DynamoDB and Hadoop – Why Big Data will disrupt Document Management

Back in the 80’s, the emergence and low cost of PC’s, network and relational databases combined to create the beginnings of modern image management systems. Solutions and approaches gradually evolved to include documents and the creation of the ECM (enterprise content management/document management) industry. Back in 2015, TSG began brainstorming about what’s next for the document management industry. In addition to cloud computing already disrupting the data center for ECM applications, we would argue that the emergence of big data repositories will eventually disrupt the traditional relational database component of any document management solution. This post will present a brief history of disruption within the document management industry along with the rational of why the big data repositories will be the next disruption.

Download our white paper A Big Data Approach to ECM below:

Document Management – A History of Disruption

While there were some mainframe or DEC driven systems, the true beginning of mainstream document management systems began with the success of FileNet and other Image Management systems. Early image management systems were built with heavily customized PCs with image processing and network boards and monitors for scanning and viewing images, which, at the time as a fairly expensive solution.

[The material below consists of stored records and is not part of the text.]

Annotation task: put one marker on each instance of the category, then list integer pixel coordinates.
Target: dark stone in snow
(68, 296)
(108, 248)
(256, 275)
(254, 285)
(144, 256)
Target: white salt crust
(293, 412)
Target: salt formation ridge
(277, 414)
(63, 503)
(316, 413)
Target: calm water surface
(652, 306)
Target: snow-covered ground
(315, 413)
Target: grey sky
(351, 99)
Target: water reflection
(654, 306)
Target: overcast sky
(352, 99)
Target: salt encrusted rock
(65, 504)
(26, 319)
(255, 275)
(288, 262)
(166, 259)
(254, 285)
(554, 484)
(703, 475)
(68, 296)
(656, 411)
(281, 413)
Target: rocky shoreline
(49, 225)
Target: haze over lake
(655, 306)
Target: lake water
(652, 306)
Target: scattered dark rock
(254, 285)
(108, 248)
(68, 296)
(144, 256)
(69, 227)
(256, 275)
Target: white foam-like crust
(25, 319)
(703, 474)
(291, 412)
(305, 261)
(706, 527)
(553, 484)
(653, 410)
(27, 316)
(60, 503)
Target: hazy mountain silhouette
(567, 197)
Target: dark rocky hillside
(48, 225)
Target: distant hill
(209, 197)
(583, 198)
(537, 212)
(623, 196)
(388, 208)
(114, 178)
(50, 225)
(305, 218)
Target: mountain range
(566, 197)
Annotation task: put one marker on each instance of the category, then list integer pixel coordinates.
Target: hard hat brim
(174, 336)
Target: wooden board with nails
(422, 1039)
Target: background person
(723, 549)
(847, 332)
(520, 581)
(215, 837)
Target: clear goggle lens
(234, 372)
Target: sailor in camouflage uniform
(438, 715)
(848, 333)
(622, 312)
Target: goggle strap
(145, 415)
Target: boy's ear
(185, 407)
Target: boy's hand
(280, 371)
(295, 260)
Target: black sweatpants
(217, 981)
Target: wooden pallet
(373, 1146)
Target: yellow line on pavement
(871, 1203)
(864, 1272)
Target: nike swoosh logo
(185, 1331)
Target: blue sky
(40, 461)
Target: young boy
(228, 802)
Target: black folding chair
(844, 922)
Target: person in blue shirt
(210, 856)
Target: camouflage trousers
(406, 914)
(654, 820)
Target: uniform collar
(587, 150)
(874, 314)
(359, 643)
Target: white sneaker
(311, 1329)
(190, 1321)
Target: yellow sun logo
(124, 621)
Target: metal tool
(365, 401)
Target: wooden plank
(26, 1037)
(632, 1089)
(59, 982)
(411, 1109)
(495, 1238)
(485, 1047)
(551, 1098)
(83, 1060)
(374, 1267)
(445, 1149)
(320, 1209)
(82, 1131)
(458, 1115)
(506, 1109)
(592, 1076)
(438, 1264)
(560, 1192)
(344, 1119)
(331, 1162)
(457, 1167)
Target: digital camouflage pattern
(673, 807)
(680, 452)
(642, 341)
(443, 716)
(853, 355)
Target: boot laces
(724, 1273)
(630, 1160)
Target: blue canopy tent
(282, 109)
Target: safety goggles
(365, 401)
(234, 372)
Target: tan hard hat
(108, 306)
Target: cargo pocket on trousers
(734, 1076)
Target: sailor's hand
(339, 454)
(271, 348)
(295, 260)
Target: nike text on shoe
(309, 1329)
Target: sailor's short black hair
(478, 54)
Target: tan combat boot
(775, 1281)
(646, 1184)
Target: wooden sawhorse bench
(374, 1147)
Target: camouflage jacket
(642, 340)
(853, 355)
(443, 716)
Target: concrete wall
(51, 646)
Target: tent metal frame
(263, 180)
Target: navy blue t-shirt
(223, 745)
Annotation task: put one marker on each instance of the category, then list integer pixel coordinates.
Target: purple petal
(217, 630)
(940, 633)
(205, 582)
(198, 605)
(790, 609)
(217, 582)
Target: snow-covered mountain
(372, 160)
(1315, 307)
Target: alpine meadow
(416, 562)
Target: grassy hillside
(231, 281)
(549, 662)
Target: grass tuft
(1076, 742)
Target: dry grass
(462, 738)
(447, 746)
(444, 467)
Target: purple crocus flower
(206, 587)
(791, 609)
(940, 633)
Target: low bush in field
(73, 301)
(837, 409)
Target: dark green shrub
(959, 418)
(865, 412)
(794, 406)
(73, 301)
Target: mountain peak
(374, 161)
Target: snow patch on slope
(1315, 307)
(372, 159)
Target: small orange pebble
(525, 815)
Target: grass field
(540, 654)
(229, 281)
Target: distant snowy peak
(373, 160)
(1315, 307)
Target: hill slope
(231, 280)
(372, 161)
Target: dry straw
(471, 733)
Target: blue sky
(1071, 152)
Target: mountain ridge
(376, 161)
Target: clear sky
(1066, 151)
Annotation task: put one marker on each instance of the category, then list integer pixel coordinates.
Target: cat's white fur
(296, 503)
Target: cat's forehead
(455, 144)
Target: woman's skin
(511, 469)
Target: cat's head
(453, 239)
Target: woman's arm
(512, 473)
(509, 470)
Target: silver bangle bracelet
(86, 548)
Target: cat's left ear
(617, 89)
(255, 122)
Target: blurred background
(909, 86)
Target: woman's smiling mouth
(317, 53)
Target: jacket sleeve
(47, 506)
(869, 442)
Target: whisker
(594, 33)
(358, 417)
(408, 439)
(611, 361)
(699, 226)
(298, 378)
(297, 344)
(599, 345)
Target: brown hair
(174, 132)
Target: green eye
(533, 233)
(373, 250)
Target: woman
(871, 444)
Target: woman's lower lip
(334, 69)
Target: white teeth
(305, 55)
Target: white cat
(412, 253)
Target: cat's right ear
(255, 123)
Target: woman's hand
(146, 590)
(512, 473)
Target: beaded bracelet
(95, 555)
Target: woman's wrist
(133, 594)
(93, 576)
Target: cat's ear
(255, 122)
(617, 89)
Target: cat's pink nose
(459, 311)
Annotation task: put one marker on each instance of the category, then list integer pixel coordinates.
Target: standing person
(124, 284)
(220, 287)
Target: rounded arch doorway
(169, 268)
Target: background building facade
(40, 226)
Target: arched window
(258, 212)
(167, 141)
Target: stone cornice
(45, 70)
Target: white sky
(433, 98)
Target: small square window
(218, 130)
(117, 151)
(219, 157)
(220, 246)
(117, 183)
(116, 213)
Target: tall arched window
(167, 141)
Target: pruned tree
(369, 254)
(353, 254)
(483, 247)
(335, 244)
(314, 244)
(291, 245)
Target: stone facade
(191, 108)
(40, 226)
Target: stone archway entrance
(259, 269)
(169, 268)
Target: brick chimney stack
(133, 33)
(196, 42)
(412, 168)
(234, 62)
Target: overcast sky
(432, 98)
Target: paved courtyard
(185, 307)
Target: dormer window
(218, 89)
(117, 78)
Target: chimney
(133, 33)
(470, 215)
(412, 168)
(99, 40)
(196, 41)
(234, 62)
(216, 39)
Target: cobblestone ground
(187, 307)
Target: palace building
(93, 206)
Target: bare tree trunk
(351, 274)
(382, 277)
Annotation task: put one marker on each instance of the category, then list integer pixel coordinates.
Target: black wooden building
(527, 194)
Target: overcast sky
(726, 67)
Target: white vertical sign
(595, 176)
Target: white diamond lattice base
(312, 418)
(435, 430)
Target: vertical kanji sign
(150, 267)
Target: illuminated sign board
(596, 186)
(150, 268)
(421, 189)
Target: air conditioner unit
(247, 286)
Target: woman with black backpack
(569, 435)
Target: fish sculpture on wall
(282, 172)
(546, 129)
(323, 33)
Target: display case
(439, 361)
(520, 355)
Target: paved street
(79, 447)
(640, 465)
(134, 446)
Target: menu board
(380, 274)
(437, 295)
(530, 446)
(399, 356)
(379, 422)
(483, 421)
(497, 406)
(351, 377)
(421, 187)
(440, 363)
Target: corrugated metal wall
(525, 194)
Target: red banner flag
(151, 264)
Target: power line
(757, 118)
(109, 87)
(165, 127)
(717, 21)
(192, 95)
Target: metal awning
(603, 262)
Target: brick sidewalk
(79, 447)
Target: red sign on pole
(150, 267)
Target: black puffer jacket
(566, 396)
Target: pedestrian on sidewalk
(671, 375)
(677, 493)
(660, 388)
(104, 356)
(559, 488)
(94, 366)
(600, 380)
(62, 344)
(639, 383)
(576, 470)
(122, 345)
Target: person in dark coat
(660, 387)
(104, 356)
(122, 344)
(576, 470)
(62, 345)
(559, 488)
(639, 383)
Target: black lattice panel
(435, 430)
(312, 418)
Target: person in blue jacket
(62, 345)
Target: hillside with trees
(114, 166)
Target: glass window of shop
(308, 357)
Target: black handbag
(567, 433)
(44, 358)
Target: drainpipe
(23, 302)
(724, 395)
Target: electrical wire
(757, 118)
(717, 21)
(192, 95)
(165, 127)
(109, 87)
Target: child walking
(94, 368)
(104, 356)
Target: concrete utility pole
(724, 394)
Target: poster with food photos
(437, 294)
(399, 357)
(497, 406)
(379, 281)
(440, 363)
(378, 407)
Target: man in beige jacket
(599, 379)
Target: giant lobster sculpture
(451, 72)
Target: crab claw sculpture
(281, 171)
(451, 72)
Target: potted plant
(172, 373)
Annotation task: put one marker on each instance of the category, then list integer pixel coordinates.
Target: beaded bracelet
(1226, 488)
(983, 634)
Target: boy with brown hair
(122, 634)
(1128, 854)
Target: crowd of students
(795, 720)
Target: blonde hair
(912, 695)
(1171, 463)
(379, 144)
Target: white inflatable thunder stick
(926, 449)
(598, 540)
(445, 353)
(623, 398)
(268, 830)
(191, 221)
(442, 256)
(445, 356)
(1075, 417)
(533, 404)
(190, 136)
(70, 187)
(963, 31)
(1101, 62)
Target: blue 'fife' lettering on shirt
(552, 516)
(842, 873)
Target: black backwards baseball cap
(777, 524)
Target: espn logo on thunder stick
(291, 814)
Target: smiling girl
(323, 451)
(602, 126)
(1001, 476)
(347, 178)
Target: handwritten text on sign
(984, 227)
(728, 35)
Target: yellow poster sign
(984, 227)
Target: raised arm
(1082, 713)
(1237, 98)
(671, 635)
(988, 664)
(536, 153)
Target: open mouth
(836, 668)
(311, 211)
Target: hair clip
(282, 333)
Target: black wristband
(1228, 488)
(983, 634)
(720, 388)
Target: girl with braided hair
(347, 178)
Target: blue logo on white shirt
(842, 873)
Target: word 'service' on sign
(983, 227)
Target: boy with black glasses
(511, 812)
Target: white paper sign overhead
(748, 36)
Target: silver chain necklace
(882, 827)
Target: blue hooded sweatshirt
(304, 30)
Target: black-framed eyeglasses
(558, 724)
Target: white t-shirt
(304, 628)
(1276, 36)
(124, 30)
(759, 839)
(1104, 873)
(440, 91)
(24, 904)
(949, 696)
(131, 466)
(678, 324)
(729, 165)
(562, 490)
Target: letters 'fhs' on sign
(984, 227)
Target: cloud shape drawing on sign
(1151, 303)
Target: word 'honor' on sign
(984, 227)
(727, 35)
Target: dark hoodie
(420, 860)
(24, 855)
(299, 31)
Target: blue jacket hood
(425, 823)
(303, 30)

Key back-end components included a relational database (FileNet was built on Oracle) built on expensive UNIX solutions from HP, Sun, IBM and others to manage all of the document properties and links to the location of the image files.

Typically technology disruption includes both a better and/or cheaper approach. Within the Document Management industry, key disruptions have included:

As PC processing power, memory and network capabilities improved, gradually the processing boards and specialty monitors were displaced with commodity components as part of the PC revolution of the 80s and 90s.
With the rise of the internet in the late 90s, client server applications were replaced with browser based systems that were more flexible and easier to support.
In the 2000’s, the evolution of Linux as well as Microsoft as cost effective server options removed the former expensive UNIX portions from Sun, HP, IBM and others.
Open Source movements drive alternatives like Lucene/Solr/Elastic Search to replace former search options from Verity and others in the 2000’s.
Cloud options like Amazon continue to disrupt the traditional data center begin to replace on-premise systems between 2005 and today.

In 2015, TSG first identified the relational database component of traditional document management systems as one of the components that has not really changed in 20+ years. We saw the current trend around “Big Data” solutions as a way to offer better, more cost-effective alternatives. In looking toward the future, we saw “Big Data” solutions better positioned to take advantage of other disruptions including open source, cloud, and the investment by large consumer solutions (Amazon, Google, Netflix…) that are driving disruption across all of the IT industry. In 2015 we began offering Hadoop as an ECM alternative. In 2019 we will be offering Amazon DynamoDB as an option as well for Amazon Web Services clients.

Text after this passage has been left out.